We walked the battlefield according to the tour along the sites of the first battle of Manassas. It took us past the building rebuilt on the site of the Henry House and the grave of Judith Henry. The family of the elderly Mrs Henry had tried to remove her to a safer position during the battle but she ordered them to return her to her home. Caught in the crossfire, a shell crashed into the house and mortally injured the 85 year old woman.
There were cannon scattered across the field to mark the positions of artillery during the battle. We saw the foundations of the Robinson house which had somehow managed to survive both battles unscathed. Manassas was where Stonewall Jackson earned that sobriquet. The nickname was coined by Barnard Bee whose place of death is marked by a commemorative stone on the battlefield. Adjacent to it is a modern statue of Stonewall Jackson on horseback. The statue is comical in its absurdity as it is of a muscular horse and a disconcertingly curvaceous Jackson who is sitting astride the body-building beast in what my 7 year old astutely described as a “Superman pose”. He is now obsessed with Stonewall Jackson.
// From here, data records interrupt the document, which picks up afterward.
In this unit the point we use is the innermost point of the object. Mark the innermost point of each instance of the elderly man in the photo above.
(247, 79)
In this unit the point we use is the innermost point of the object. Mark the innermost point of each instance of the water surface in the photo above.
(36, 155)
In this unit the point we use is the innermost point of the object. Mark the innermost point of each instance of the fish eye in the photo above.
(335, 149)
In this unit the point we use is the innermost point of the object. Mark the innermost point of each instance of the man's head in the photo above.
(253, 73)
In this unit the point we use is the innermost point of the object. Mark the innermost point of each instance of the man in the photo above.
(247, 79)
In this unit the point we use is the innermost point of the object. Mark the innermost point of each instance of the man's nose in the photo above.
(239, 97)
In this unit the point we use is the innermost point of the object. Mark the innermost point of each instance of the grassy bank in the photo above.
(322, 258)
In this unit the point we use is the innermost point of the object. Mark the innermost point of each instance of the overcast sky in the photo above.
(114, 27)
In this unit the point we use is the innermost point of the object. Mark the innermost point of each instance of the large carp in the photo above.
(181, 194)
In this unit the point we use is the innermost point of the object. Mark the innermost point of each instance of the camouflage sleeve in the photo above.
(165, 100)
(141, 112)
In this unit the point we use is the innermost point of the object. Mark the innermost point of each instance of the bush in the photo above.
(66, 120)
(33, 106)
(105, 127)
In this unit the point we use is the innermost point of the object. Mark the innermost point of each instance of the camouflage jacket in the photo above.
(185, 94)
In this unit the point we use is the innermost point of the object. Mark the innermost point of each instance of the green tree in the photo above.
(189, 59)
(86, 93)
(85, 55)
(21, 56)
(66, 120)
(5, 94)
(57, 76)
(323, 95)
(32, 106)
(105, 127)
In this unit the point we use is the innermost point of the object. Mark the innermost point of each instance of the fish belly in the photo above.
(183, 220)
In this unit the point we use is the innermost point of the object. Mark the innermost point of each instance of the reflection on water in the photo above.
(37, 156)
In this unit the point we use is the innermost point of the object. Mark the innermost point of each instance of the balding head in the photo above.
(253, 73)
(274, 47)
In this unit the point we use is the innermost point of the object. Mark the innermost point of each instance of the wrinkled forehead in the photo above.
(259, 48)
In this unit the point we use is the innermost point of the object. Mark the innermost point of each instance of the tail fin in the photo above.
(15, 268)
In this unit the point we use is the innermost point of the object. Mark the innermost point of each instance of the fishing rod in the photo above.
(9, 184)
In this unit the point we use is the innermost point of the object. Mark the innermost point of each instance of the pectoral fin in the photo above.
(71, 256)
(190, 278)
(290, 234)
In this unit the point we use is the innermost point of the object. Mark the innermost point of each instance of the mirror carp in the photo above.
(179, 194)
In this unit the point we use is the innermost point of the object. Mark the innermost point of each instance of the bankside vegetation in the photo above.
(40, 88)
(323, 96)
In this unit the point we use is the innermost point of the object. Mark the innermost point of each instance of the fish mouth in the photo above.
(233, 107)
Mr Pict enjoyed being a Civil War nerd in the shop with all the old male docents who are Civil War buffs. We bought a National Parks passport for the kids to get stamped as we travel around the US and received the first two stamps at the main visitor centre. We knew we could not pick up the stamp at the Stone House as it is only open at weekends but we then trekked to Brawner’s Farm to get another stamp only to find it too was closed. Despite their tender ages, our two small Picts really got absorbed in the Civil War while wandering around the battlefield. My husband may have found his acolyte in our 7 year old who has decided he is Daddy’s “Battlefield Buddy”.